With that solved, the MULE NV is more comfortable on the trail than the Raptor 14. It stays a bit cooler (but not as cool as I was hoping) and feels lighter on my back.

*The Rest*

There are a few things I liked on the Raptor 14 more than the MULE NV, but they aren't as significant as the previous items. These include:

The magnetic attachment for the hose. But I bought the Source clip which solved that. It's even better than the native one on the Raptor 14.
The more versatile shove-it pocket, with it's lower gills, which makes it easy to shed a layer.
The zippers with their finger loops. Very nice touch.
The way the hose is fitted to the shoulder strap with a zipper instead of having to push it though a slot. Great design.

I never used the tool pouch on the Raptor 14. I guess I don't carry that many tools, so just putting them in pockets is more convenient to me. I don't want to unroll something for my multi-tool. And other than that I just have my tire levers. I'm sure other people make better use of it.

Also, I think the pockets are a bit better designed on the MULE NV, at least for my purposes. For example, zipped outer pocket, with the clip for keys is much easier to use in the big floppy pocket on the MULE than the vertical pocket on the Raptor 14.

In the end, these are both really good packs.


----------



## RajunCajun44 (Aug 12, 2012)

you guys clean your bladders .... hmmmm never once have I cleaned my bladder... do I have a stomach of steel ??


----------



## Gordon Shumway (Sep 17, 2012)

MtbAZ44 said:


> you guys clean your bladders .... hmmmm never once have I cleaned my bladder... do I have a stomach of steel ??


Haha... Define "clean." I just keep the water I don't drink in it until my next ride and dump that, rinse with warm/hot water, refill, ride, repeat.

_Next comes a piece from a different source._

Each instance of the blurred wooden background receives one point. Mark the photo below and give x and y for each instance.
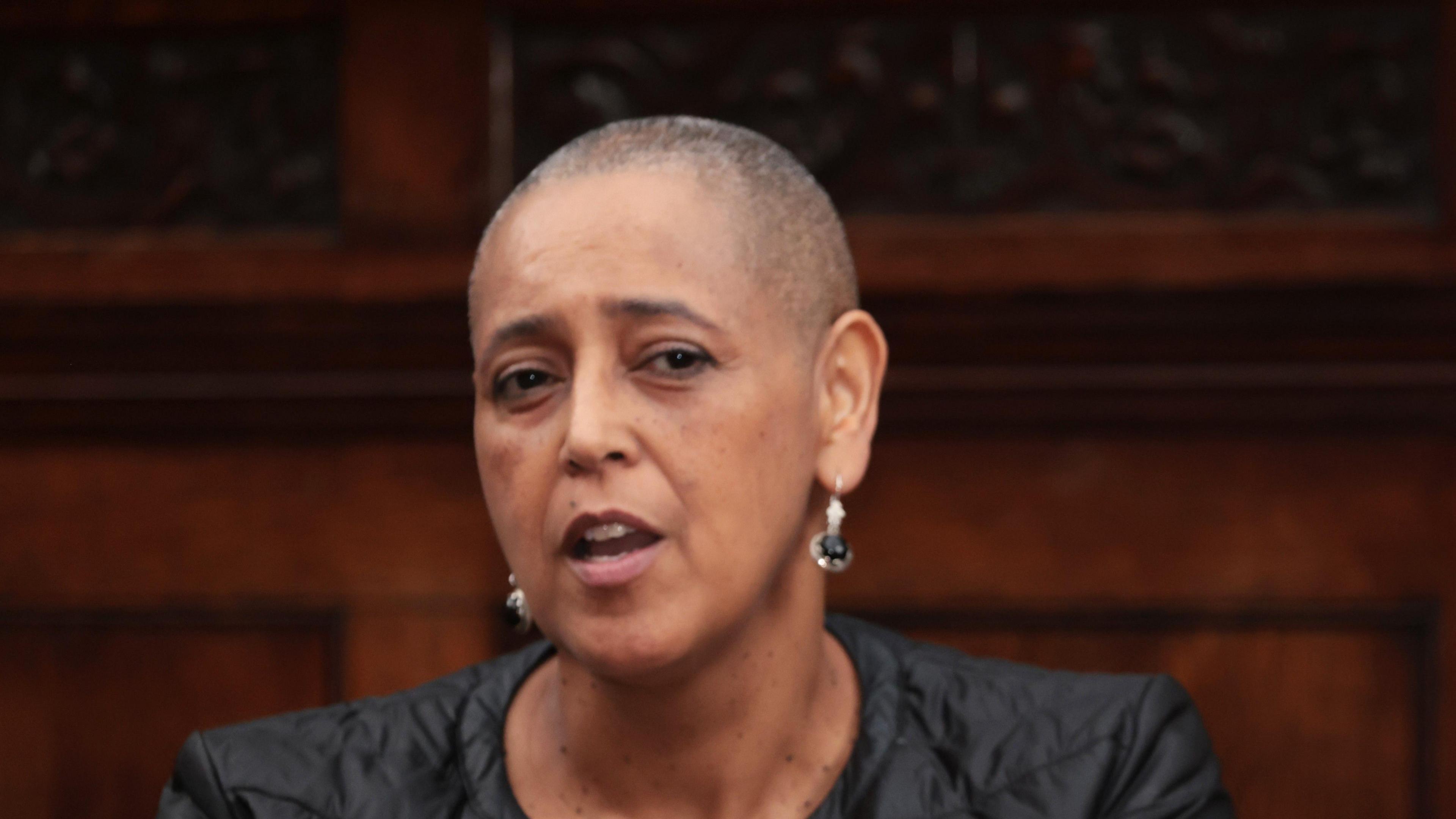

I don't put anything but water in mine and have never used any type of cleaning agent/soap in it. Smells just fine so I don't sweat it.

Been using camelbaks/bladders since the 90's and have never had any funk.


----------



## sjfsr-shep (Aug 21, 2013)

Have never had any issues with my Mule. Like it.


----------



## 127.0.0.1 (Nov 19, 2013)

thought I was the only one

on some rides I get back... and my lower back is burnt from friction

some rides it doesn't happen. never happened before mule nv was purchased

holy crap now i need to consider a diff pack


----------